The geopolitical environment for the Arctic has been substantially affected by the renewal of great power competition. Although there continues to be significant international cooperation on Arctic issues, the Arctic is increasingly viewed as an arena for geopolitical competition among the United States, Russia, and China.
The Department of Defense (DOD) and the Coast Guard are devoting increased attention to the Arctic in their planning and operations. Whether DOD and the Coast Guard are devoting sufficient resources to the Arctic and taking sufficient actions for defending U.S. interests in the region has emerged as a topic of congressional oversight. The Coast Guard has two operational polar icebreakers and has received funding for the procurement of two of at least three planned new polar icebreakers.
The diminishment of Arctic ice could lead in coming years to increased commercial shipping on two trans-Arctic sea routes—the Northern Sea Route close to Russia, and the Northwest Passage close to Alaska and through the Canadian archipelago—though the rate of increase in the use of these routes might not be as great as sometimes anticipated in press accounts.
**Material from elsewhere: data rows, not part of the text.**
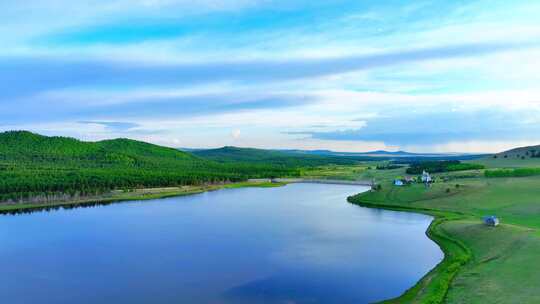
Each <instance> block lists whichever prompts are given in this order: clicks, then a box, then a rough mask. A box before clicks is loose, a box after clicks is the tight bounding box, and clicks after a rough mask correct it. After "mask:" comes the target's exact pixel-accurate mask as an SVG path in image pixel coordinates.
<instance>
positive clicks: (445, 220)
mask: <svg viewBox="0 0 540 304" xmlns="http://www.w3.org/2000/svg"><path fill="white" fill-rule="evenodd" d="M302 182H307V181H304V180H303V181H302ZM289 183H291V181H288V182H285V181H284V180H279V181H277V182H276V181H267V180H251V181H246V182H239V183H230V184H219V185H204V186H188V187H185V186H184V187H171V188H147V189H138V190H135V192H117V193H116V195H115V193H113V194H112V196H111V197H104V198H84V199H80V200H72V201H66V202H52V203H30V204H6V205H0V215H9V214H21V213H32V212H40V211H47V210H53V209H54V210H56V209H61V208H62V209H72V208H84V207H92V206H102V205H103V206H104V205H109V204H116V203H123V202H132V201H145V200H154V199H163V198H169V197H179V196H187V195H195V194H200V193H204V192H209V191H217V190H222V189H235V188H246V187H262V188H265V187H281V186H285V185H287V184H289ZM292 183H294V181H292ZM361 194H363V192H362V193H359V194H356V195H352V196H349V197H348V198H347V202H349V203H351V204H354V205H357V206H360V207H366V208H374V209H383V210H392V211H403V212H414V213H421V214H426V215H430V216H432V217H433V220H432V221H431V223H430V225H429V227H428V229H427V230H426V235H427V236H428V238H429V239H431V240H432V241H433V242H435V243H436V244H437V245H438V246H439V248H440V249H441V251H442V252H443V254H444V258H443V260H442V261H441V262H439V263H438V264H437V265H436V266H435V267H434V268H433V269H431V270H430V271H429V272H428V273H426V274H425V275H424V276H423V277H422V278H421V279H420V280H419V281H418V282H417V283H416V284H415V285H413V286H412V287H410V288H409V289H407V290H406V291H404V292H403V294H402V295H400V296H398V297H396V298H393V299H388V300H382V301H380V302H378V303H386V304H390V303H403V302H407V303H409V302H418V301H419V303H442V302H443V301H444V298H445V296H446V294H447V291H448V288H449V285H450V283H451V281H452V279H453V278H454V276H455V275H456V274H457V272H458V271H459V269H460V268H461V266H463V265H465V264H466V263H467V262H468V261H469V260H470V258H471V250H470V249H469V248H468V247H466V246H465V245H464V244H463V243H462V242H460V241H459V240H456V239H454V238H452V237H451V236H449V235H447V234H446V233H445V232H444V231H443V230H442V228H441V227H440V226H441V224H443V223H445V222H447V221H451V220H460V219H465V218H467V216H466V215H465V214H463V213H459V212H446V211H439V210H434V209H427V208H415V207H406V206H395V205H385V204H379V203H372V202H367V201H362V200H360V199H359V196H360V195H361Z"/></svg>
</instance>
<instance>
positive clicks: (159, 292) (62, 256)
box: [0, 184, 443, 304]
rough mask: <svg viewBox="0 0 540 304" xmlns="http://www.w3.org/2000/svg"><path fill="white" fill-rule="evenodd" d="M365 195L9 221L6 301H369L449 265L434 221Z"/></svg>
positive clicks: (4, 296)
mask: <svg viewBox="0 0 540 304" xmlns="http://www.w3.org/2000/svg"><path fill="white" fill-rule="evenodd" d="M366 190H367V188H365V187H360V186H349V185H347V186H345V185H323V184H291V185H288V186H285V187H279V188H241V189H226V190H219V191H213V192H207V193H202V194H198V195H191V196H184V197H175V198H167V199H160V200H153V201H143V202H129V203H120V204H113V205H107V206H97V207H89V208H78V209H71V210H58V211H52V212H36V213H32V214H23V215H4V216H0V244H1V245H0V271H1V273H0V298H1V299H2V303H10V304H19V303H21V304H22V303H24V304H27V303H33V304H37V303H55V304H56V303H61V304H63V303H70V304H72V303H79V304H80V303H114V304H119V303H130V304H132V303H153V304H161V303H182V304H186V303H202V304H206V303H208V304H210V303H211V304H222V303H223V304H230V303H234V304H243V303H250V304H259V303H261V304H262V303H265V304H266V303H280V304H281V303H282V304H295V303H296V304H303V303H325V304H326V303H336V304H348V303H355V304H357V303H368V302H373V301H377V300H383V299H387V298H392V297H396V296H399V295H400V294H401V293H403V292H404V291H405V290H407V289H408V288H410V287H411V286H413V285H414V284H415V283H416V282H417V281H418V280H419V279H420V278H421V277H422V276H423V275H425V274H426V273H427V272H428V271H429V270H430V269H432V268H433V267H434V266H435V265H436V264H437V263H438V262H440V261H441V260H442V258H443V253H442V252H441V250H440V249H439V247H438V246H437V245H436V244H435V243H433V242H432V241H431V240H429V239H428V238H427V236H426V235H425V231H426V229H427V227H428V226H429V224H430V222H431V220H432V218H431V217H429V216H425V215H421V214H414V213H405V212H395V211H383V210H376V209H368V208H362V207H358V206H355V205H352V204H349V203H347V201H346V197H347V196H349V195H352V194H356V193H358V192H362V191H366Z"/></svg>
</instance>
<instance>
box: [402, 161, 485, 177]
mask: <svg viewBox="0 0 540 304" xmlns="http://www.w3.org/2000/svg"><path fill="white" fill-rule="evenodd" d="M484 168H485V167H484V166H483V165H480V164H472V163H462V162H460V161H457V160H449V161H424V162H417V163H412V164H411V165H410V167H409V168H407V170H406V172H407V174H422V172H423V171H427V172H429V173H441V172H452V171H465V170H478V169H484Z"/></svg>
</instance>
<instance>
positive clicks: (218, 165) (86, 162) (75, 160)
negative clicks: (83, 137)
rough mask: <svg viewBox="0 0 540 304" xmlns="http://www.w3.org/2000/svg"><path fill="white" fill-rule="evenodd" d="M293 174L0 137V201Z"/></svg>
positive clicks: (291, 171) (187, 159)
mask: <svg viewBox="0 0 540 304" xmlns="http://www.w3.org/2000/svg"><path fill="white" fill-rule="evenodd" d="M295 174H297V172H296V171H295V169H294V168H291V167H283V166H275V165H267V164H263V163H260V164H234V165H232V164H224V163H218V162H215V161H212V160H207V159H203V158H200V157H197V156H195V155H193V154H191V153H186V152H182V151H178V150H176V149H173V148H166V147H161V146H157V145H153V144H149V143H144V142H140V141H135V140H129V139H114V140H105V141H98V142H84V141H79V140H77V139H73V138H66V137H47V136H42V135H38V134H34V133H31V132H26V131H11V132H4V133H0V202H1V201H5V200H10V199H15V200H19V199H21V198H25V197H32V196H35V195H38V194H39V195H41V194H44V193H45V194H47V193H49V194H50V193H77V194H78V195H87V194H95V193H100V192H105V191H109V190H112V189H119V188H140V187H163V186H178V185H192V184H202V183H213V182H222V181H242V180H246V179H248V178H259V177H272V176H286V175H289V176H290V175H295Z"/></svg>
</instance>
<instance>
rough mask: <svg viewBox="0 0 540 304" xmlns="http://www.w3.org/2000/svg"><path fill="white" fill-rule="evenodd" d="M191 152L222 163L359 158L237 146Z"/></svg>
mask: <svg viewBox="0 0 540 304" xmlns="http://www.w3.org/2000/svg"><path fill="white" fill-rule="evenodd" d="M193 153H194V154H195V155H197V156H200V157H201V158H204V159H208V160H213V161H217V162H222V163H232V162H237V163H238V162H249V163H266V164H276V165H285V166H318V165H327V164H342V165H349V164H354V163H357V162H358V161H359V160H360V159H361V158H359V157H343V156H328V155H314V154H299V153H294V152H287V151H276V150H264V149H253V148H238V147H223V148H219V149H209V150H197V151H193Z"/></svg>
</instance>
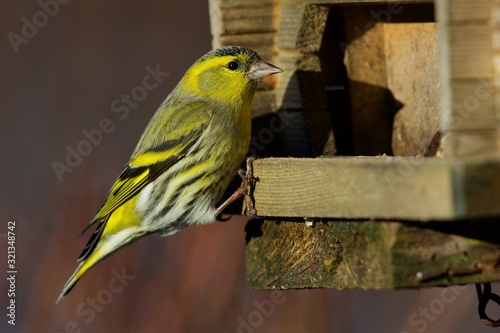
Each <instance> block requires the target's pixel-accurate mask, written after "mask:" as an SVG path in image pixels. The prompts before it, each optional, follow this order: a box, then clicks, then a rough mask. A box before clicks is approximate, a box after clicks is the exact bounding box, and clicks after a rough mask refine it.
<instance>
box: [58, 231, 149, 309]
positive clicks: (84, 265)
mask: <svg viewBox="0 0 500 333" xmlns="http://www.w3.org/2000/svg"><path fill="white" fill-rule="evenodd" d="M144 234H145V233H144V232H140V231H138V229H137V228H127V229H123V230H121V231H119V232H118V233H116V234H112V235H106V234H105V233H104V232H102V231H101V236H100V237H99V238H98V241H96V242H95V245H94V246H93V251H92V252H91V253H90V254H89V255H87V256H86V257H85V259H84V261H82V262H81V263H80V265H79V266H78V267H77V269H76V270H75V272H74V273H73V275H71V277H70V278H69V280H68V282H66V284H65V285H64V288H63V290H62V292H61V294H60V295H59V297H58V298H57V301H56V303H59V301H60V300H61V299H62V298H63V297H64V296H66V295H67V294H68V293H69V292H70V291H71V289H72V288H73V287H74V286H75V284H76V283H77V282H78V280H80V278H81V277H82V276H83V275H84V274H85V273H86V272H87V271H88V270H89V269H91V268H92V267H94V266H95V265H96V264H97V263H98V262H100V261H101V260H103V259H104V258H106V257H107V256H109V255H111V254H112V253H114V252H116V251H117V250H119V249H120V248H122V247H124V246H125V245H128V244H130V243H131V242H133V241H135V240H137V239H138V238H140V237H142V236H143V235H144ZM103 235H104V237H103Z"/></svg>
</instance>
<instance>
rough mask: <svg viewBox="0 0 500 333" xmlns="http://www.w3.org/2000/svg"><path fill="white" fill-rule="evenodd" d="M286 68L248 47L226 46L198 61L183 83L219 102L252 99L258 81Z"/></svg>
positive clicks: (181, 83) (207, 54)
mask: <svg viewBox="0 0 500 333" xmlns="http://www.w3.org/2000/svg"><path fill="white" fill-rule="evenodd" d="M280 72H282V70H281V69H280V68H278V67H276V66H274V65H271V64H268V63H267V62H265V61H263V60H261V59H260V57H259V56H258V54H257V53H256V52H255V51H253V50H251V49H249V48H246V47H241V46H226V47H221V48H218V49H215V50H212V51H210V52H208V53H207V54H205V55H204V56H203V57H201V58H200V59H199V60H198V61H196V62H195V63H194V64H193V66H191V68H190V69H189V70H188V71H187V72H186V74H185V75H184V77H183V78H182V80H181V83H180V85H181V86H182V89H183V90H184V91H189V92H191V93H194V94H196V95H199V96H202V97H204V98H213V99H216V100H217V101H219V102H231V101H232V100H234V99H235V98H236V99H241V98H243V99H247V98H248V99H250V100H251V99H252V97H253V94H254V92H255V88H256V86H257V81H258V80H259V79H261V78H263V77H266V76H269V75H272V74H276V73H280Z"/></svg>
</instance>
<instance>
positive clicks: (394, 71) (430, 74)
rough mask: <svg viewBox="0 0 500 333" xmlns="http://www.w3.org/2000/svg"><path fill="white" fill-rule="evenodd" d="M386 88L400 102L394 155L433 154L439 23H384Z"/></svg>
mask: <svg viewBox="0 0 500 333" xmlns="http://www.w3.org/2000/svg"><path fill="white" fill-rule="evenodd" d="M383 34H384V48H385V52H384V53H385V67H386V72H387V74H386V76H387V89H388V90H389V91H390V92H391V94H392V95H393V96H394V100H395V101H397V102H396V104H397V105H399V107H398V108H397V109H399V110H397V112H396V114H395V116H394V125H393V127H392V153H393V154H394V155H395V156H433V155H435V153H436V149H437V147H438V145H439V138H440V137H439V133H438V131H439V75H438V73H439V68H438V53H437V45H438V43H437V24H436V23H434V22H418V23H399V24H390V23H388V24H383Z"/></svg>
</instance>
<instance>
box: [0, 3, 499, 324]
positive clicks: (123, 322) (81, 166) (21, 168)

International guidelines for ships operating in Arctic waters have been recently updated.
Changes to the Arctic brought about by warming temperatures will likely allow more exploration for oil, gas, and minerals. Warming that causes permafrost to melt could pose challenges to onshore exploration activities. Increased oil and gas exploration and tourism (cruise ships) in the Arctic increase the risk of pollution in the region. Cleaning up oil spills in ice-covered waters will be more difficult than in other areas, primarily because effective strategies for cleaning up oil spills in ice-covered waters have yet to be developed.
Large commercial fisheries exist in the Arctic. The United States is working with other countries regarding the management of Arctic fish stocks. Changes in the Arctic could affect threatened and endangered species, and could result in migration of fish stocks to new waters. Under the Endangered Species Act, the polar bear was listed as threatened on May 15, 2008. Arctic climate change is also expected to affect the economies, health, and cultures of Arctic indigenous peoples.